This book is advertised as the ultimate enemies-to-lovers paradise. Readers will be pleased, however, to find that their relationship is not the only thing at play. Gong weaves in so many twists and turns that readers will forget what the advertised trope even was. 


Tropes aside, Juliette and Roma’s story strays quite far from Shakespeare’s original (and arguably more boring) plotline. Therefore, even if a reader is familiar with the story, there will still be some unexpected twists and turns to keep them on their toes. For instance, the story is set in 1920s Shanghai, which means that there is a very tumultuous political climate. Additionally, there are some fantastical elements to the story as well. A monster resides in the depths of Shanghai, ravaging lives indiscriminately. And then: two teenagers from rival gangs are forced to cooperate in order to defeat it. 


Fear not, as while this plotline sounds so far off from the original plot that it seems like an entirely different story, Gong still ties certain elements back to her inspiration. For instance, Marshall Seo, a Korean member of the predominantly Russian White Flowers—and resident comic relief/universally-loved human being—is obviously an allusion to Mercutio from the original Romeo and Juliet. There are also certain scenes that parallel back to Shakespeare’s magnum opus, though to reveal them would be a disservice to the true experience of stumbling upon such an Easter egg. 

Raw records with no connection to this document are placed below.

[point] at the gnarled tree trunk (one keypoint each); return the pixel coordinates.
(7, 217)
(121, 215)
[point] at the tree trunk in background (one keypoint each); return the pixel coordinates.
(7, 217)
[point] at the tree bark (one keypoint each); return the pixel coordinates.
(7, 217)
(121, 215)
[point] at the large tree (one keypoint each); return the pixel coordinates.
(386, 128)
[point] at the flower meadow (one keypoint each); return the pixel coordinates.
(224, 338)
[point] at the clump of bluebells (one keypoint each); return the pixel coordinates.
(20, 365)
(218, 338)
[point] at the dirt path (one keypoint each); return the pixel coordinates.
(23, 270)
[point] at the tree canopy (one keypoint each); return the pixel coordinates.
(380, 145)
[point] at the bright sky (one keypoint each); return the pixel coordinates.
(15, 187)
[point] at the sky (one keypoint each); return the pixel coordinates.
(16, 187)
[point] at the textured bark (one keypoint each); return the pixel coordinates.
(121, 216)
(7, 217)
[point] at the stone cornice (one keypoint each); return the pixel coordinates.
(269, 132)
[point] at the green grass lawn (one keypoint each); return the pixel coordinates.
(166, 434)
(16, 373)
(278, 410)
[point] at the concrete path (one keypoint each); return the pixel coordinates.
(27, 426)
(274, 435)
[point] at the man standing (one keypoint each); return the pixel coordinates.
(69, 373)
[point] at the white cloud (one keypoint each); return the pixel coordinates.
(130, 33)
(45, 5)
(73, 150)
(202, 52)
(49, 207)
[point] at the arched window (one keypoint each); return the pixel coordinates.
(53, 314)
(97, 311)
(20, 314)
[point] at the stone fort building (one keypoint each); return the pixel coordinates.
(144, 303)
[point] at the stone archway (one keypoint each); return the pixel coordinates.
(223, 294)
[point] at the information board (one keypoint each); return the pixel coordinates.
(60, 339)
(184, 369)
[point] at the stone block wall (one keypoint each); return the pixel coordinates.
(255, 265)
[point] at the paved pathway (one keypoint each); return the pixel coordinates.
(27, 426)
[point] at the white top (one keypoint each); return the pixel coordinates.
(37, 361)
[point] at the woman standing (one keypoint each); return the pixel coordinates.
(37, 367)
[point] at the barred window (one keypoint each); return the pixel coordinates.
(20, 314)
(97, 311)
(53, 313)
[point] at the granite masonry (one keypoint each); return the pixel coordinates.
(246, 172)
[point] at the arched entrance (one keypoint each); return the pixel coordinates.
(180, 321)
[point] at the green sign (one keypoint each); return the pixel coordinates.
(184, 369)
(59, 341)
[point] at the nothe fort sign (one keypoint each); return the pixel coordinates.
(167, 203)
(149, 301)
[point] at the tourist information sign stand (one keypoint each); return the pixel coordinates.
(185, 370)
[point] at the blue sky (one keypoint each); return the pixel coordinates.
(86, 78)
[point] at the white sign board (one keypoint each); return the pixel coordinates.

And then there’s the ending. Gong certainly knows how to write a cliffhanger. Her endings are not unsatisfactory, however, and are actually the exact opposite: some threads are tied by the final page, and some are left open to the reader’s interpretation. This is especially wonderful given the format of the series—a duology—leaves fairly little to the imagination, and the edgy ending allows the reader a moment of panic before reprieve comes in the following book.

Our Violent Ends, the incredible sequel to the already ground-breaking Our Violent Ends came out on November 16th, 2021. The series is a must-read for lovers of young adult fantasy and anyone who has a soft spot for the former friends-to-enemies-to-lovers trope.